# Suggestions for places to live near Valencia



## Überling (Mar 18, 2021)

My fiancé and I are planning to retire to Spain, and we will be visiting hopefully within a few months to help narrow down the general area. We would appreciate any suggestions you may have for places to consider. Here are our main preferences:

Somewhere along the eastern Mediterranean coast (ideally near or even in Valencia, although we prefer to avoid large crowds and noise. We like the idea of living in or near a quaint village with easy access to restaurants, food shopping and travel to a large city)
Quality construction homes in the €500,000 to €850,000 range
Great views (ideally a high ocean view)
Fast, reliable Internet access
Reliable utilities
A few other questions:

Are there any difficulties or unexpected expenses involved in getting solar power?
I understand the water can be hard, so is it difficult to get a water softening system installed?
Are there any household items or appliances that we should consider shipping over from the US versus buying new ones in Spain?
Are there any hurdles to be aware of in getting a Spanish drivers license (I do speak Spanish)?
Any answers and insight would be appreciated.

Thanks!


----------



## xabiaxica (Jun 23, 2009)

Don't come to Jávea / Xàbia... it's awful  






Portada - Portal Turístico de Xàbia - Ayuntamiento de Xàbia


Disfruta de la cultura mediterránea en este enclave privilegiado, a orillas del mar, rodeado de sus playas, gente, cultura, fiestas y gastronomía.



www.xabia.org


----------



## xicoalc (Apr 20, 2010)

Überling said:


> A few other questions:
> 
> Are there any difficulties or unexpected expenses involved in getting solar power?
> I understand the water can be hard, so is it difficult to get a water softening system installed?
> ...



There are pushing for solar at the moment with subsidies in some areas covering a pretty big chunk of the cost. Solar does however have to be approved through the planning department and so a lot depends on the type of property and indeed the land it is on. It´s hard to be more specific until you are actually looking at a specific property.

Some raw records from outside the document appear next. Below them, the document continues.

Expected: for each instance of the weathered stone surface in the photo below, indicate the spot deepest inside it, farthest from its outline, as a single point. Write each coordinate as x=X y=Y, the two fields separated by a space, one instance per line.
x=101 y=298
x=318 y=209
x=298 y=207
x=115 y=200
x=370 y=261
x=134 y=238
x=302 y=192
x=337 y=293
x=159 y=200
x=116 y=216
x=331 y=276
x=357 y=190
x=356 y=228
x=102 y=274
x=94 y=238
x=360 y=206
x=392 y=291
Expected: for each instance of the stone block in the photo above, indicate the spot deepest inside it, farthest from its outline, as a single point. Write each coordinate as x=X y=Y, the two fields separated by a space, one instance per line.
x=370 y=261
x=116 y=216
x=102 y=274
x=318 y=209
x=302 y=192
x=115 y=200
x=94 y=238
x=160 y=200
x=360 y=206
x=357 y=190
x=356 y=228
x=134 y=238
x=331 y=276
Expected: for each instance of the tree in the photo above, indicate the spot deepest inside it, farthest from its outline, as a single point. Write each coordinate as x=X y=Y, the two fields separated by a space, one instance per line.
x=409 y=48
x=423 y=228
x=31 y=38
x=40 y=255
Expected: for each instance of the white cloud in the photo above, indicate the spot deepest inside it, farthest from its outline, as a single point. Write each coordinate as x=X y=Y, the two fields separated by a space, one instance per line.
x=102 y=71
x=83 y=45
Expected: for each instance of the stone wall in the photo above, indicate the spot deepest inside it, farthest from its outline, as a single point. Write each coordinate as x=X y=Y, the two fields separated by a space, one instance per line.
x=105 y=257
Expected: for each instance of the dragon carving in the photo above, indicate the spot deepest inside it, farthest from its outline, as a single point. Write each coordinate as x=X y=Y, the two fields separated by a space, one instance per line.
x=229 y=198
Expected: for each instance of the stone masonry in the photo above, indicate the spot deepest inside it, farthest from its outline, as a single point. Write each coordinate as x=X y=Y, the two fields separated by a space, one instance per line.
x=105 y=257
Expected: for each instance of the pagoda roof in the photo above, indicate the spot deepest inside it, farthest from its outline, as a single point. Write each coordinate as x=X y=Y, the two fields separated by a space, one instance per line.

The main electricity companies (Iberdrola for example) offer solar installations and indeed many other independent companies too. It´s certainly something I am thinking of investing in either on the roof or at the end field of my land at ground level but to date I have not looked into it more than prices so I can´t tell you much about the process but I am sure someone here has it.
Many homes have water treatment systems, either at mains level to treat the entire house, or at tap level, for example installed under the kitchen sink to improve the quality of drinking water. Readily available in both DIY stores and many companies offer this type of installation.
Not got much to say about USA appliances. Shipping costs are the thing to take into account there. To move a heavy washing machine, for example, may just be more sensible to buy a new on with a full guarantee and readily available parts in the EU.
Driving license had no real hurdles once you are resident. You apply for and sit a written test and a practical one. You have to undergo a medical to apply and renew your license although as most will tell you, its a very basic exam (eye sight, hearing, blood pressure etc, followed by a little computer game to prove that you can steer a ball round a bendy road (which hardly anyone can) and more or less guess when a ball will appear from the end of a tunnel! All pretty easy.


----------



## Überling (Mar 18, 2021)

xabiaxica said:


> Don't come to Jávea / Xàbia... it's awful
> 
> 
> 
> ...


Hah! Sounds like it. ;-)


----------



## Überling (Mar 18, 2021)

xicoalc said:


> There are pushing for solar at the moment with subsidies in some areas covering a pretty big chunk of the cost. Solar does however have to be approved through the planning department and so a lot depends on the type of property and indeed the land it is on. It´s hard to be more specific until you are actually looking at a specific property. The main electricity companies (Iberdrola for example) offer solar installations and indeed many other independent companies too. It´s certainly something I am thinking of investing in either on the roof or at the end field of my land at ground level but to date I have not looked into it more than prices so I can´t tell you much about the process but I am sure someone here has it.
> Many homes have water treatment systems, either at mains level to treat the entire house, or at tap level, for example installed under the kitchen sink to improve the quality of drinking water. Readily available in both DIY stores and many companies offer this type of installation.
> Not got much to say about USA appliances. Shipping costs are the thing to take into account there. To move a heavy washing machine, for example, may just be more sensible to buy a new on with a full guarantee and readily available parts in the EU.
> Driving license had no real hurdles once you are resident. You apply for and sit a written test and a practical one. You have to undergo a medical to apply and renew your license although as most will tell you, its a very basic exam (eye sight, hearing, blood pressure etc, followed by a little computer game to prove that you can steer a ball round a bendy road (which hardly anyone can) and more or less guess when a ball will appear from the end of a tunnel! All pretty easy.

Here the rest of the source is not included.